To put it bluntly, for the last 50 years, we have been running the largest uncontrolled science experiment ever done on humanity without their consent. Why should America, the greatest country on Earth, be the last developed nation to protect its people?

And the proof is in the pudding. Our health differences, compared to those other countries who use stricter standards, are overwhelmingly conclusive when looking at millions of people over decades. On average, Europeans live around five years longer, have less than half our obesity rates, have significantly lower chronic disease, have markedly better mental health, and they spend as little as one-third on health care per person as we do in this country.

While lobbyists and big food companies may say we cannot trust the standards of these other countries because it overregulates, it stifles innovation, and it bans new chemicals prematurely, I would like to point out that we trust many of these other countries enough to have nuclear weapons. These other countries have demonstrated it is indeed possible to not only have thriving with a clear do-no-harm approach towards anything that humans put in or on our bodies.

The second driver, how we got here, is all about incentives. U.S. industrial food companies have been myopically incentivized to reward profit growth, yet bear none of the social costs of poisoning our people and our land. Since the 1960s, America has seen the greatest technology and innovation boom in history.

As Big Food created some of the largest companies in the world, so too did their desire for scaled efficiency. Companies had noble goals of making the food safer, more shelf-stable, cheaper, and more accessible. However, they also figured out how to encourage more consumption by making food more artificially appealing with brighter colors and engineered taste and texture. This is the genesis of ultra-processed food.

Because of these misguided regulatory standards, American companies have been highly skilled at maximizing profits without bearing the societal costs. They have replaced natural ingredients with chemicals, they have commodified animals into industrial widgets, and they treat our God-given planet as an inexhaustible, abusable resource. Sick Americans are learning the hard way that food and agriculture should not be scaled in the same ways as iPhones.

After watching this go on for too long, and spending a lot of time with Vani, earlier this year I filed a shareholder activist letter against Kellogg for selling a less safe, inferior version of their cereals to American families. As Vani pointed out, very few Americans know that Kellogg sells a safer, cleaner version of their cereals in Europe than the ones they sell here.

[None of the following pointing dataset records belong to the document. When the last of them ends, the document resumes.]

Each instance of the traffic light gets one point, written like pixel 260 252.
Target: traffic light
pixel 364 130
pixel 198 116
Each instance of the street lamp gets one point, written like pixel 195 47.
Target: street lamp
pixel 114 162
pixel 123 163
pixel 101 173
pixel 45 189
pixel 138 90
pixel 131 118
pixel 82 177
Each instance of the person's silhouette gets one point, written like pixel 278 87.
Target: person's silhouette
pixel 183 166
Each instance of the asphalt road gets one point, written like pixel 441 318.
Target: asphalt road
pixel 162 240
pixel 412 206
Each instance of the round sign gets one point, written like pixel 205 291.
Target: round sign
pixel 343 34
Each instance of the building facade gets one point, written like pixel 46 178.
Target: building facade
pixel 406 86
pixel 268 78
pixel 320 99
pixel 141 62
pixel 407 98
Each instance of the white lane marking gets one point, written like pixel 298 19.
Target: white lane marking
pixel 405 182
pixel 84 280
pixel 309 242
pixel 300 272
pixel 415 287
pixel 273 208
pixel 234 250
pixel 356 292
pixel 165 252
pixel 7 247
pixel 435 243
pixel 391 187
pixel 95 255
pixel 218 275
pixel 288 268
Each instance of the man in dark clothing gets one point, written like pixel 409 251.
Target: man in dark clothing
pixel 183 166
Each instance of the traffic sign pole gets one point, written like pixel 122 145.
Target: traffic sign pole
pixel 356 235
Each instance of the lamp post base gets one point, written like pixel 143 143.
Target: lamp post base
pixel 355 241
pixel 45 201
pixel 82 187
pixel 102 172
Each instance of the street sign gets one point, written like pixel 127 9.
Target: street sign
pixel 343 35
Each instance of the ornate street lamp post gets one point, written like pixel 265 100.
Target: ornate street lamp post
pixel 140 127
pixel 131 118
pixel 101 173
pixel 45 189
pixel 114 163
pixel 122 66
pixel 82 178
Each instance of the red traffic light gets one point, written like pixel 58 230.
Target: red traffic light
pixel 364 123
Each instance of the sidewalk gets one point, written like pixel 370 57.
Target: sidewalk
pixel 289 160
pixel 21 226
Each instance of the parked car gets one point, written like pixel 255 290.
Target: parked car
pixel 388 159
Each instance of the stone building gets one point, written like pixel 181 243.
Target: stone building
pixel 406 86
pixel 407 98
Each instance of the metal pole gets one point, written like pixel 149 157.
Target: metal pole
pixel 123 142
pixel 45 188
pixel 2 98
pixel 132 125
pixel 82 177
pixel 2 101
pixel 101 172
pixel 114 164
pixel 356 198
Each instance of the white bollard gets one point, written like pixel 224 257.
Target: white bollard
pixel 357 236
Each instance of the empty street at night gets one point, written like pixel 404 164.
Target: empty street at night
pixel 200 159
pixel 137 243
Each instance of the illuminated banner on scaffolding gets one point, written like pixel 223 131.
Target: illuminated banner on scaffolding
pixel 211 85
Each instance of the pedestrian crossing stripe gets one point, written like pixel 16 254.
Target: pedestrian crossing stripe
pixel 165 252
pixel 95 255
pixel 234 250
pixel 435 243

They use more chemicals in the U.S. version because it is more profitable and because we allow them to. The absurd question we should all be asking today is why shouldn't American children receive the safest version of products that Kellogg already makes? To highlight the perverse incentives, Senator, Kellogg declined to meet with us and effectively told us that American children prefer the brighter colors.

And they will continue selling the more toxic versions as long as it's, quote, compliant with applicable relevant laws. Which is why I'm here today. We need your help to stop this behavior.

Because of our lax regulations and public company incentives to prioritize profits over safety, millions of Americans are constantly subjected to uncontrolled trials of chemicals that are banned or regulated all over the world. While there may be many difficult issues discussed today, this one is easy because healthier countries are already showing us how it can be done.

By adopting the same chemical regulatory approach of healthier developed nations, we can take a significant and absolutely necessary step in both providing safer food and lowering health care costs for all Americans. We can reverse this great American poisoning, and we already have a playbook on how to do it."